+1
caminin karşısındaki kıraathaneye oturmayı tercih etti ayağındaki terlikler onu suya karşı pek koruyamamıştı.. ağaç yapraklarından damlayan su kireçli şapkasını ıslatmış eski püskü yer yer delinmiş çizgili tişörtünü ıslatmaya koyulmuştu.. sahi yağmur ne güzel yağıyordu ?
yırtık terliklerini sürüye sürüye bi sandalye çekti sanki etraftakiler rahatsızlık duyacakmış gibi yavaş, ihtiyatlı hareket ediyordu
şey..bir çay alabilir miyim
vereyim abi
ne kadar ?
1.25
ben..bi tane alayım
cebinden bi bisküvi pakedi çıkardı.
ambalajı hızlıca cevirip açtıktan sonra hemen bi bisküvi tıktı ağzına.. kaç saattir aç olduğunu o da unutmuştu artık
daha bisküviyi yeni sindirirken tok bir sesle çay indi önüne hemen cebinden son parasını çıkardı.. vermeden önce bozuklukları avcunda iyice sıktı.. sanki eski bir dostu oracıkta terk ediyormuşcasına..
2. bisküviden daha küçük bir ısırık alıp pakedin üzerine koydu.. çayından bir yudum aldı ve uzun uzun çiğnedi.. sanki ağzındaki bi bisküvi parçasından daha fazlaydı.

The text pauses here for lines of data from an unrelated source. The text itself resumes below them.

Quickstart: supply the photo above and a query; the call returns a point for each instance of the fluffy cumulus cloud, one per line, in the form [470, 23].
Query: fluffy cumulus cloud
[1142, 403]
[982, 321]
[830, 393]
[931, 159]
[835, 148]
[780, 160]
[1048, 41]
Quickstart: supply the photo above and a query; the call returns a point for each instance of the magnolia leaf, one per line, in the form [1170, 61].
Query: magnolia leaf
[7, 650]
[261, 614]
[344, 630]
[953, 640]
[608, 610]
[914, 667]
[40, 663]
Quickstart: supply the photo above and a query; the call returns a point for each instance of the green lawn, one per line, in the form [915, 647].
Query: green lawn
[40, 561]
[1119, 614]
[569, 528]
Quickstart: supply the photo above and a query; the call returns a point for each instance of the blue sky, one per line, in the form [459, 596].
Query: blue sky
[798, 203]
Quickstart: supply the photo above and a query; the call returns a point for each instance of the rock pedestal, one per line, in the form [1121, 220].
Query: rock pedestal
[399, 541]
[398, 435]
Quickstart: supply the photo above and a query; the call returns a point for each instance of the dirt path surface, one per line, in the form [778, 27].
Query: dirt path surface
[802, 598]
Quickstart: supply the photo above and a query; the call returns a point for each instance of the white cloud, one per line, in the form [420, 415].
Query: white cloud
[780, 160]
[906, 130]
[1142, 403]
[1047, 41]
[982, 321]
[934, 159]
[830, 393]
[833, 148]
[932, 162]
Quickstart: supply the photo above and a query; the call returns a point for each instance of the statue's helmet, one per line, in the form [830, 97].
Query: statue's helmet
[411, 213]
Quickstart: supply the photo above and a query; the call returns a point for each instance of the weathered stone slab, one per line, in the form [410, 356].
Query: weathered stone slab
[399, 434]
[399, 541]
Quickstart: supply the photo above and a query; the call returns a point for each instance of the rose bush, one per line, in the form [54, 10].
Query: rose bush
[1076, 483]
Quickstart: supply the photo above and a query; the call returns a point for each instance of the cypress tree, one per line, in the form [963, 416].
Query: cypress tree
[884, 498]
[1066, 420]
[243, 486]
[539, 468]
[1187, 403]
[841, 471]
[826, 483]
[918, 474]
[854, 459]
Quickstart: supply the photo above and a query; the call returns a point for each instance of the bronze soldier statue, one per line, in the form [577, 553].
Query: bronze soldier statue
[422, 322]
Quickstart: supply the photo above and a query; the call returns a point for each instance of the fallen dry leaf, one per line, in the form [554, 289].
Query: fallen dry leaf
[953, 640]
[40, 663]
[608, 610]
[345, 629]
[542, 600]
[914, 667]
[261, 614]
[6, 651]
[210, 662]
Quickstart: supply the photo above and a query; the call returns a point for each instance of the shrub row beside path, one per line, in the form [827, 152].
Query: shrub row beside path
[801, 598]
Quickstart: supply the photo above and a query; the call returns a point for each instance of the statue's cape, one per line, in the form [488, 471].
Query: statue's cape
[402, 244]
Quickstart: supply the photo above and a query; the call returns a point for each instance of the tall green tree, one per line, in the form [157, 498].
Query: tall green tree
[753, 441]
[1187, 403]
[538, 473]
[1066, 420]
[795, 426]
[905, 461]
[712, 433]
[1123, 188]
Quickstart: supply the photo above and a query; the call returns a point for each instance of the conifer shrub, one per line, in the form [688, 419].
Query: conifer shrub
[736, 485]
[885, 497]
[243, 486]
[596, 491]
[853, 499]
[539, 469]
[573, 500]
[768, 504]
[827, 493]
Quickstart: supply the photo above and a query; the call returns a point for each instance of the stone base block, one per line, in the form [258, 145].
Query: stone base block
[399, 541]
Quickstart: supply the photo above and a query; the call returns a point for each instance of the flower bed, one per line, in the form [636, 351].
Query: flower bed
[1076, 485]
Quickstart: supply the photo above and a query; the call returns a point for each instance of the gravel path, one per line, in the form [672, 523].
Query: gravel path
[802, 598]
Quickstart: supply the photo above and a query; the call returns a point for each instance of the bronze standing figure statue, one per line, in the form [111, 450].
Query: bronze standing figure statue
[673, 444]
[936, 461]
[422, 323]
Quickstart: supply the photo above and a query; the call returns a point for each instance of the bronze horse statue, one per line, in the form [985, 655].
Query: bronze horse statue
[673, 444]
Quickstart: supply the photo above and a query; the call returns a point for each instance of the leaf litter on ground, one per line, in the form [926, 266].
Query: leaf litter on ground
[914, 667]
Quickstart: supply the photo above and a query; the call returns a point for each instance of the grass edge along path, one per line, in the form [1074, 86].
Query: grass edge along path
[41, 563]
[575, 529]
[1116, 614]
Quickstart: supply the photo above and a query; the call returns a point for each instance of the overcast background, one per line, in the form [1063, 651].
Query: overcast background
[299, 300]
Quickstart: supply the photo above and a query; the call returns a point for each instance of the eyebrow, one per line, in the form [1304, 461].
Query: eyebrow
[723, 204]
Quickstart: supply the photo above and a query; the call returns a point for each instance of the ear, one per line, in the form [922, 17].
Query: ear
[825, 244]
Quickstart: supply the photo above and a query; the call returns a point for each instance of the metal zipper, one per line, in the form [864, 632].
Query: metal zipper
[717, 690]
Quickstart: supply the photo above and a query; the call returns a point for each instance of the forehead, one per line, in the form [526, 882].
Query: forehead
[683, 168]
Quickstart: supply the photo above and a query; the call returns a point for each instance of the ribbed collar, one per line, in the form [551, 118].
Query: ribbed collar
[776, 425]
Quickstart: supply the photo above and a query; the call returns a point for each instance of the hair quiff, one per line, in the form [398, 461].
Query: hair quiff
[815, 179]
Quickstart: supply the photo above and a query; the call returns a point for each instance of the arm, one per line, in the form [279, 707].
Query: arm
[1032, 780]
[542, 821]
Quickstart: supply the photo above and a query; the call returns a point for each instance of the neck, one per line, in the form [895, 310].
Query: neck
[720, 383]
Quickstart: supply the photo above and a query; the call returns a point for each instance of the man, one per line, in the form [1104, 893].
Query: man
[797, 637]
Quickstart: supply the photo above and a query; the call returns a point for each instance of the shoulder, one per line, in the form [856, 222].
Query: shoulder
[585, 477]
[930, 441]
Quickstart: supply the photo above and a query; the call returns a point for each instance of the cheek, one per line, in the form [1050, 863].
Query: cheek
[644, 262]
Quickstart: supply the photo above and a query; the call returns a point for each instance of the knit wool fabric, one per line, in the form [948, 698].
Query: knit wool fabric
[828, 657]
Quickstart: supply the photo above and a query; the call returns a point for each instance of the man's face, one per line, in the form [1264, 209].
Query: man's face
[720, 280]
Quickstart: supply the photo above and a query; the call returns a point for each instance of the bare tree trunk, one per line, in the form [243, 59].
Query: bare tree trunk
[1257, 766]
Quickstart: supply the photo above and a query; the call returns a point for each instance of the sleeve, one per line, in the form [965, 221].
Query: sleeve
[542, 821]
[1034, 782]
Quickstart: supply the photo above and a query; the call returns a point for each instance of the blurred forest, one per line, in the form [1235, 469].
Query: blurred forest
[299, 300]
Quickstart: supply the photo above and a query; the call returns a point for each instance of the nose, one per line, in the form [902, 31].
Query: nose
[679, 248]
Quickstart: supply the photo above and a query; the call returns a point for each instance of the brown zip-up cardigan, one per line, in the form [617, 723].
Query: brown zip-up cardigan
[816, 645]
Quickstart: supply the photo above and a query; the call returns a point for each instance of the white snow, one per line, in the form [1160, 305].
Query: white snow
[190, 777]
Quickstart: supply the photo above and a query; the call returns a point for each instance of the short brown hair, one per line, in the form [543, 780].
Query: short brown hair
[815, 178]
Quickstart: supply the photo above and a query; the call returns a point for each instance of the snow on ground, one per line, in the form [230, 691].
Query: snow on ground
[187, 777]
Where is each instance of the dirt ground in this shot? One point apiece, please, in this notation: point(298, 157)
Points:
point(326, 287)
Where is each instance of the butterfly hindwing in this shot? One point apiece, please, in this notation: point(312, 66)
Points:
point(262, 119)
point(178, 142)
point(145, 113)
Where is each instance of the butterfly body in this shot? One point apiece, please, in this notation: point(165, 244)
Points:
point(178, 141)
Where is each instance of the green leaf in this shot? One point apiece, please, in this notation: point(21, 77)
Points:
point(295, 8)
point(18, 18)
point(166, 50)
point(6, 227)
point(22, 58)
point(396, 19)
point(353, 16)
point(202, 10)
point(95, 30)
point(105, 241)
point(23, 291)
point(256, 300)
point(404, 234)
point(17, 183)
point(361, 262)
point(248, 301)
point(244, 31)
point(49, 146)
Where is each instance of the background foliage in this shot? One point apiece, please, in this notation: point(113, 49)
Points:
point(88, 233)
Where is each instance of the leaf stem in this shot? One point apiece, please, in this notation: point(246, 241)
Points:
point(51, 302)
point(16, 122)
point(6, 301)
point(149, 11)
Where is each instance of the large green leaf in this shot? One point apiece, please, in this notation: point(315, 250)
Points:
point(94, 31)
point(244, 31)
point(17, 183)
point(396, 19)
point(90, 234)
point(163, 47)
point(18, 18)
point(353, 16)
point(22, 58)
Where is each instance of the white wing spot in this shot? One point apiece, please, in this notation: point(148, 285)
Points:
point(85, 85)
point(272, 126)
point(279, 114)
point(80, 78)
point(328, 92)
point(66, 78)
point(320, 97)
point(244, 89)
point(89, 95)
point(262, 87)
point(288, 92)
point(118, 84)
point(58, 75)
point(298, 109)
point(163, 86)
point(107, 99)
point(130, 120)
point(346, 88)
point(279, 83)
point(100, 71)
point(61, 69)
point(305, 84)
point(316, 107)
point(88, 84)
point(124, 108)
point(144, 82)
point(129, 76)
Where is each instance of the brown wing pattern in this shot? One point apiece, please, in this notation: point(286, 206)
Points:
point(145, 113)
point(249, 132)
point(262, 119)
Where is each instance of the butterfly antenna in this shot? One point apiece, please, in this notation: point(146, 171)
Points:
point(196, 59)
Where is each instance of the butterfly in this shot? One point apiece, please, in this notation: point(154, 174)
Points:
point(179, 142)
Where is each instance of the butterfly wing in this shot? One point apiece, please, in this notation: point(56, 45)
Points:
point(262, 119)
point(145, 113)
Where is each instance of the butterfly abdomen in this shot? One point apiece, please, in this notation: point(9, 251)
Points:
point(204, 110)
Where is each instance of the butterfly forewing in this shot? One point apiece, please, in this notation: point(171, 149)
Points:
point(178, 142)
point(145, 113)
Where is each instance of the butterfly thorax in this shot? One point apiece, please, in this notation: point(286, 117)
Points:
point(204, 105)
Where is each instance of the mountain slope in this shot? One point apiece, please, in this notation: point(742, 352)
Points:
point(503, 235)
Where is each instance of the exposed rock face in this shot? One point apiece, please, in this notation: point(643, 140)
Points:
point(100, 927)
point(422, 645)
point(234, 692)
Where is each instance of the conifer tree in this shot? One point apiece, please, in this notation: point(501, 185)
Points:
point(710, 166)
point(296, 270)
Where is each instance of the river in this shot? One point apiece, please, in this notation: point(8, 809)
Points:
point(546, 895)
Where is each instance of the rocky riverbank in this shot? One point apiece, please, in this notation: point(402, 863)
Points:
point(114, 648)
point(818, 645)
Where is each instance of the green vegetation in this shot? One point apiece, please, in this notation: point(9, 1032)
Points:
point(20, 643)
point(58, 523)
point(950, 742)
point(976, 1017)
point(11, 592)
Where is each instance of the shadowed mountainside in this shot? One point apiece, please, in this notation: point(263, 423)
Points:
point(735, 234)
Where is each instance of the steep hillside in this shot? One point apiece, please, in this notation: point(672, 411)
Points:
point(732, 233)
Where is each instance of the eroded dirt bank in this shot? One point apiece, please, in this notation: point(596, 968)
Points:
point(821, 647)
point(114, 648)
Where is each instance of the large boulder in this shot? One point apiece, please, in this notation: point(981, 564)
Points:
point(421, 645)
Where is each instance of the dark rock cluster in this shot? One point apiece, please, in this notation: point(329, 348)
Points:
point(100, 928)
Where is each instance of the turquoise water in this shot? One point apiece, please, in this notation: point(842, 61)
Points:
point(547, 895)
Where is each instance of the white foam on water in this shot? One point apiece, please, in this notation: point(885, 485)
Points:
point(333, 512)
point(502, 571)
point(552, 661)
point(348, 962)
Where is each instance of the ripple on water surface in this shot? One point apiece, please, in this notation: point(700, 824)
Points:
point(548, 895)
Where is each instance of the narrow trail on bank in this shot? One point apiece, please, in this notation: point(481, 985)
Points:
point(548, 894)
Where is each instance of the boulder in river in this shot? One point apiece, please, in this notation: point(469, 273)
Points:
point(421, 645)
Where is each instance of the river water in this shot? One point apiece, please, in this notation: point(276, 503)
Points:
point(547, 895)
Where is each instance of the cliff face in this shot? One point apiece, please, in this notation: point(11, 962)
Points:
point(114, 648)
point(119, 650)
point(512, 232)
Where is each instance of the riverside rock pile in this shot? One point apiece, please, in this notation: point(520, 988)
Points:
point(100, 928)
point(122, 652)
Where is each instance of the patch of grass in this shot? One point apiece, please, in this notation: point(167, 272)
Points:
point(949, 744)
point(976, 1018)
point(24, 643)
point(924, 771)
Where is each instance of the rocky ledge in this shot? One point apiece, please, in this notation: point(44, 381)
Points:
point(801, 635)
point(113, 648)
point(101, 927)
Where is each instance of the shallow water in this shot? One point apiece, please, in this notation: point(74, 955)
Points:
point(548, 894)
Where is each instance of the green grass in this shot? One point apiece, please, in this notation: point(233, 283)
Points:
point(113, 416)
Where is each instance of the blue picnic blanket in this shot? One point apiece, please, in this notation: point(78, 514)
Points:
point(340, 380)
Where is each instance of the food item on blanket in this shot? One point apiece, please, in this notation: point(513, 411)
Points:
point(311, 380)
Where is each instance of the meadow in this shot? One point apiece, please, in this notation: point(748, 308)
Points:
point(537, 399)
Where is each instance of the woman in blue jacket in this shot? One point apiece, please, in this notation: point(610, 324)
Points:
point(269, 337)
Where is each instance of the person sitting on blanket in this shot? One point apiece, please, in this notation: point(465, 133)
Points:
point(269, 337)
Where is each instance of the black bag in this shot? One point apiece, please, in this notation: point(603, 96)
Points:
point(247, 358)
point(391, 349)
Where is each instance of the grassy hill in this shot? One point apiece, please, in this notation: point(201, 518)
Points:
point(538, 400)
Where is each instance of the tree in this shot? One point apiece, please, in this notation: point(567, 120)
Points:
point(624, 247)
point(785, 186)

sahi keşke artık bisküvi yerine başka birşey yiyebilseydi.. cebinden yamuk bi 2001 çıkardı cebinden bir çakmak çıkardı ama huysuz şey bir türlü alev almadı.. sudan pek haz etmemişti sanırsam.. kıraathane sahibinden çakmak rica edecek oldu birisi ona müsaade etmeden uzatıverdi.. teşekkür edip sigarasını yaktı..
içinden etrafı izlemek geldi.. cebindeki sigarasını belki de bir hayat molası sayıyordu.. içinde yaşadığı dünyaya bir an için bile olsa farklı bir gözle bakabilmek bu flu pencerenin çerçevesini biraz genişletebilmek için.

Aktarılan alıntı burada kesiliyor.